こんにちは!設計部のMです。
春の訪れとともに、あちこちへ出かけたくなる季節になりましたね。
寺社仏閣や古い日本家屋、田舎の古民家などを訪れると、伝統的な日本建築の佇まいはやはり良いものだと感じます。
広縁に座って四季折々の庭を眺めたり、室内の陰影に見とれたり。
大らかな畳の間には、誰もが「懐かしさ」を感じるのではないでしょうか。
生活様式の変化に伴い、残念ながら最近の住まいづくりでは、瓦屋根や土壁、床の間や書院、広縁、繊細な細工の欄間や硝子戸、格天井といった伝統建築の要素は姿を消しつつあります。
しかし、築30年を超えるリノベーションの現場では、しばしば昔ながらの立派な和室に出会うことがあります。
こうした和室は、客間や仏間として日当たりや眺めの良い南側に配置されていることが多いため、リノベーションの際には解体され、リビングダイニングへ姿を変えるのが一般的です。
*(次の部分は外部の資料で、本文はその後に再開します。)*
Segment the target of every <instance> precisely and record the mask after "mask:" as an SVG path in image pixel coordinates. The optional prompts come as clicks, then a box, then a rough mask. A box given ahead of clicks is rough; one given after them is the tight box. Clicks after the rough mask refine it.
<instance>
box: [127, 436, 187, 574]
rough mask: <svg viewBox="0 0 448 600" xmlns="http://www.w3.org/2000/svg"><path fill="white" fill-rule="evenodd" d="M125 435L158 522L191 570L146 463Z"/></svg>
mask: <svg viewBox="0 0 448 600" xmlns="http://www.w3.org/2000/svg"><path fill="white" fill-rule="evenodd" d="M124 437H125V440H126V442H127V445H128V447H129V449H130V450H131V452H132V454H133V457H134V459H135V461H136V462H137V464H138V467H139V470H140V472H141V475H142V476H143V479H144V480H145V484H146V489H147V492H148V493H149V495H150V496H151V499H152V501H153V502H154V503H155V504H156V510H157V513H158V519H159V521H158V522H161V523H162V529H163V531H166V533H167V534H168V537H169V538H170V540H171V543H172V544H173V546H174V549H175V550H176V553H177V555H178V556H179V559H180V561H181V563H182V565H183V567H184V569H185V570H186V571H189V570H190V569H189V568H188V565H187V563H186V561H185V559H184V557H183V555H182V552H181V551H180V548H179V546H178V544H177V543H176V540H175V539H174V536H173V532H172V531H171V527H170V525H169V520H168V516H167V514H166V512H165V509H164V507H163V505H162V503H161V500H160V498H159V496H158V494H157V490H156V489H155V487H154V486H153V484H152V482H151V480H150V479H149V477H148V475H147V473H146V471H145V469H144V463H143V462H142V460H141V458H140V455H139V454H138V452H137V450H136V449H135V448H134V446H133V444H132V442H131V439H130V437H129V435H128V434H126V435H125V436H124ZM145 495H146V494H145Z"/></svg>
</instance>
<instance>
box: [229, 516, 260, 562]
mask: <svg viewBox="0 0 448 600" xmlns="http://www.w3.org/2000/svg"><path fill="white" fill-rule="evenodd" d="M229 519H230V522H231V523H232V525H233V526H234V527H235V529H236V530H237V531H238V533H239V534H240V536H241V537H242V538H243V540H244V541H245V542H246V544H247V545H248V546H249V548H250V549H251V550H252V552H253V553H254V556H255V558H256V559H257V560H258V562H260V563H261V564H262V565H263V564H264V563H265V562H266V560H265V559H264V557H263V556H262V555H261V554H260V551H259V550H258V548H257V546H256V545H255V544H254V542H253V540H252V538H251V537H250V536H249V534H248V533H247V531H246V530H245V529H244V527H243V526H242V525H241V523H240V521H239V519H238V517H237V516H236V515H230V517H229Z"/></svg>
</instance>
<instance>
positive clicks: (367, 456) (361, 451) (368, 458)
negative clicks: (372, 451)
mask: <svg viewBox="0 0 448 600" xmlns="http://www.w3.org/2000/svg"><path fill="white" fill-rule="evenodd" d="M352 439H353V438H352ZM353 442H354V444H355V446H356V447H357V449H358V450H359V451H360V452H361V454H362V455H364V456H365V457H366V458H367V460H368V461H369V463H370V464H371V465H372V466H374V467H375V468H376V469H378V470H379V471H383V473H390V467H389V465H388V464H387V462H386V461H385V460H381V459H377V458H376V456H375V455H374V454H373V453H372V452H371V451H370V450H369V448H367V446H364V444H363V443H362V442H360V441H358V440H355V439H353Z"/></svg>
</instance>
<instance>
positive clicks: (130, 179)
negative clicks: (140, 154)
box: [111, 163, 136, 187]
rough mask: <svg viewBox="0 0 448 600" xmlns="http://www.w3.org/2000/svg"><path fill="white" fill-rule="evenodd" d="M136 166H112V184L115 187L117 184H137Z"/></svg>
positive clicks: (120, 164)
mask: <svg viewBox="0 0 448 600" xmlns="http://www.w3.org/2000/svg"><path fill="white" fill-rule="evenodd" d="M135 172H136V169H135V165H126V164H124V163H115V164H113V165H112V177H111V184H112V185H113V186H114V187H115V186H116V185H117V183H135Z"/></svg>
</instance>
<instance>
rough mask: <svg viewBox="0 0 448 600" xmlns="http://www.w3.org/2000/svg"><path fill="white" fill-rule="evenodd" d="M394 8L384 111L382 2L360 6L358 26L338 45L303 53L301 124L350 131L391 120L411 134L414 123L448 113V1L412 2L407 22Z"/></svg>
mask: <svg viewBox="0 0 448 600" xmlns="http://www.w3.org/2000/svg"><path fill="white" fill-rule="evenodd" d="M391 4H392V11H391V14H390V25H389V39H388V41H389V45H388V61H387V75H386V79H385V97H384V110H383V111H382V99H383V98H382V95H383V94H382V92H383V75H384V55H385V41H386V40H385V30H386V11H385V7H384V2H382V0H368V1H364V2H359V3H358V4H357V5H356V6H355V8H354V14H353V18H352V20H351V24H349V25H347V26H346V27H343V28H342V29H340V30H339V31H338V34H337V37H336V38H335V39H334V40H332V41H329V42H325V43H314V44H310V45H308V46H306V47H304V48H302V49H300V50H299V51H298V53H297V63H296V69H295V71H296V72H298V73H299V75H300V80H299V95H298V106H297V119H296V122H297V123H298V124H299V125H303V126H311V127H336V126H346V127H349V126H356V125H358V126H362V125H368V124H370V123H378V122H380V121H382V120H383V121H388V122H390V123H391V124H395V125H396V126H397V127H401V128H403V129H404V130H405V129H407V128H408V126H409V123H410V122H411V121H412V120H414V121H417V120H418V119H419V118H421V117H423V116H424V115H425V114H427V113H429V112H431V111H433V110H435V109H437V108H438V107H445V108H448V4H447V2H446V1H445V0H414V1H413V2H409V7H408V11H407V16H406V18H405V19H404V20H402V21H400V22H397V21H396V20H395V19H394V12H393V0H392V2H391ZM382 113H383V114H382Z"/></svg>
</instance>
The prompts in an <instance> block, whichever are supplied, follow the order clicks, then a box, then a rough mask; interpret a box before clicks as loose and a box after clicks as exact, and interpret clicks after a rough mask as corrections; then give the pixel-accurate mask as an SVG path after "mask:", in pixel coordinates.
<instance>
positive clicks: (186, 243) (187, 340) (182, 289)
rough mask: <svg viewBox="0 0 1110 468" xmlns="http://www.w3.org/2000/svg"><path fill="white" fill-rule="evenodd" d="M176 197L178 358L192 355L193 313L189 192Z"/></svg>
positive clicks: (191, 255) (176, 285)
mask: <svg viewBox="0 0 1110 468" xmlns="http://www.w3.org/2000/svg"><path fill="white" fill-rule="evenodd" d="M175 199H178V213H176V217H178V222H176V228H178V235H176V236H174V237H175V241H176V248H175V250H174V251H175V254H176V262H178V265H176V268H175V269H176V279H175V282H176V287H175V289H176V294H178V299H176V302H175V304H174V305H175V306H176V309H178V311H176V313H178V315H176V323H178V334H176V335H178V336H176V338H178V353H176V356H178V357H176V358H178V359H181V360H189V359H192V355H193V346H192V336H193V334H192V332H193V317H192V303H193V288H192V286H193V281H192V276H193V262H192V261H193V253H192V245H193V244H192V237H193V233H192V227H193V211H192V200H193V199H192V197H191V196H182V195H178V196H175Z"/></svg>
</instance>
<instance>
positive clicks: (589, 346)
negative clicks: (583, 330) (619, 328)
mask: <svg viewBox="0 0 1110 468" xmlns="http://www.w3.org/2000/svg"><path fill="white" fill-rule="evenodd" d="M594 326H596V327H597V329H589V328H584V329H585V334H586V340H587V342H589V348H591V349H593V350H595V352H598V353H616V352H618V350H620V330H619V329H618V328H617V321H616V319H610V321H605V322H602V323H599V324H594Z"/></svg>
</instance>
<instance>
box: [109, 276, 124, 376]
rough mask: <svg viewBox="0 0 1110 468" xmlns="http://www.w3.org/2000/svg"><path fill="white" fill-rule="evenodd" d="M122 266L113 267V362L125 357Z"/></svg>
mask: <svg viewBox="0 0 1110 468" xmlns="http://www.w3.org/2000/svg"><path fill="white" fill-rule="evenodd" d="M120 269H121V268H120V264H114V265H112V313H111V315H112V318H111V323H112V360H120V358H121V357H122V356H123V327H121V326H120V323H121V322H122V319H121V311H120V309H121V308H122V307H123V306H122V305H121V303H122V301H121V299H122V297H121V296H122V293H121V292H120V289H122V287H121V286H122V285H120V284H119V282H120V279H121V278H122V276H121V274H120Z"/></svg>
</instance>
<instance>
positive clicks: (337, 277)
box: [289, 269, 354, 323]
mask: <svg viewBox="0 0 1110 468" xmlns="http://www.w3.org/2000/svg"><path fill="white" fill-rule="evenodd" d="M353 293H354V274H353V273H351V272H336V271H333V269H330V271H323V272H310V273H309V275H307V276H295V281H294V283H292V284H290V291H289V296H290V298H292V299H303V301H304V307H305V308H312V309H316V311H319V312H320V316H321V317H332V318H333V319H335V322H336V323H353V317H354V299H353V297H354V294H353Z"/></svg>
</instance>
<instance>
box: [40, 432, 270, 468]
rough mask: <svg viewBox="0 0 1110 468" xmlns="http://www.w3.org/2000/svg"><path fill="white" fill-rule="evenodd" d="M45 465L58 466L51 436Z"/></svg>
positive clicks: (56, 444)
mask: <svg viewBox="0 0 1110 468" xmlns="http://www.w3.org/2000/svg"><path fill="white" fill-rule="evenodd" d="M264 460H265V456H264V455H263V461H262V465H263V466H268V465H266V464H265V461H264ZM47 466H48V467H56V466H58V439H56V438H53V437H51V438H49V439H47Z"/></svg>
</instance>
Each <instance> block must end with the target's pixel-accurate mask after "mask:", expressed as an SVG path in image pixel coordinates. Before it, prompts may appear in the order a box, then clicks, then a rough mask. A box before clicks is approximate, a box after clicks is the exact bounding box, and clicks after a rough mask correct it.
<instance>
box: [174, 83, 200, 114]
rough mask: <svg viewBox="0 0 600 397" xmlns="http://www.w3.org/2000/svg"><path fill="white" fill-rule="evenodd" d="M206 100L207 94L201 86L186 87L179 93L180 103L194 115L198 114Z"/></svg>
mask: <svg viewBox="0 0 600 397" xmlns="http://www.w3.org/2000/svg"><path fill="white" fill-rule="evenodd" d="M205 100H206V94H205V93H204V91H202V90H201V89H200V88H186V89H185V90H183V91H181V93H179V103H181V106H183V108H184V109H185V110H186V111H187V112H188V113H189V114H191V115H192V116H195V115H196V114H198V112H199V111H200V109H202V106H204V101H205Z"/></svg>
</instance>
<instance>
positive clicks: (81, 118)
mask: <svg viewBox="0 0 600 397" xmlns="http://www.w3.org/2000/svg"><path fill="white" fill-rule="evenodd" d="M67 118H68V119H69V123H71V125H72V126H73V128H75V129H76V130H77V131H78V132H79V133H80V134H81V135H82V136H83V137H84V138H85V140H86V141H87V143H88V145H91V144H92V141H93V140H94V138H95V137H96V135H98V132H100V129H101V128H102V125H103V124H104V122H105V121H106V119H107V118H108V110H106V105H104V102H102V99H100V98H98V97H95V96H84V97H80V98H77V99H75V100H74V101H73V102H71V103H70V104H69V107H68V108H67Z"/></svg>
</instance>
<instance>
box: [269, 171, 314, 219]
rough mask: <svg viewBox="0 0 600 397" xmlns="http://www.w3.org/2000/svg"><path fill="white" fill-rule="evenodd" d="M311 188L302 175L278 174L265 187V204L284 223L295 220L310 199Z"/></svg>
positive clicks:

けれど、年月だけが醸し出す深い味わいや、随所に込められた職人技など、壊してしまうにはあまりに惜しい「宝物」があります。
リノベーションには、住まい手を守り、健康で快適に心地よく過ごしていただくための「耐震性・断熱性の向上」や「生活動線の改善」、といった役割があります。一方で、「古き良きものを残す」「家族の歴史を引き継ぐ」「職人技や建築文化を継承する」といった役割もあるのではないでしょうか。
現在進行中のお宅では、南側の立派な和室を保存しながら、居住空間の快適さを確保するため、熟練の棟梁と打ち合わせを重ねています。
伝統的な要素の保存と、現代の暮らし方を両立させる計画は容易ではありませんが、価値ある挑戦の機会を頂いています。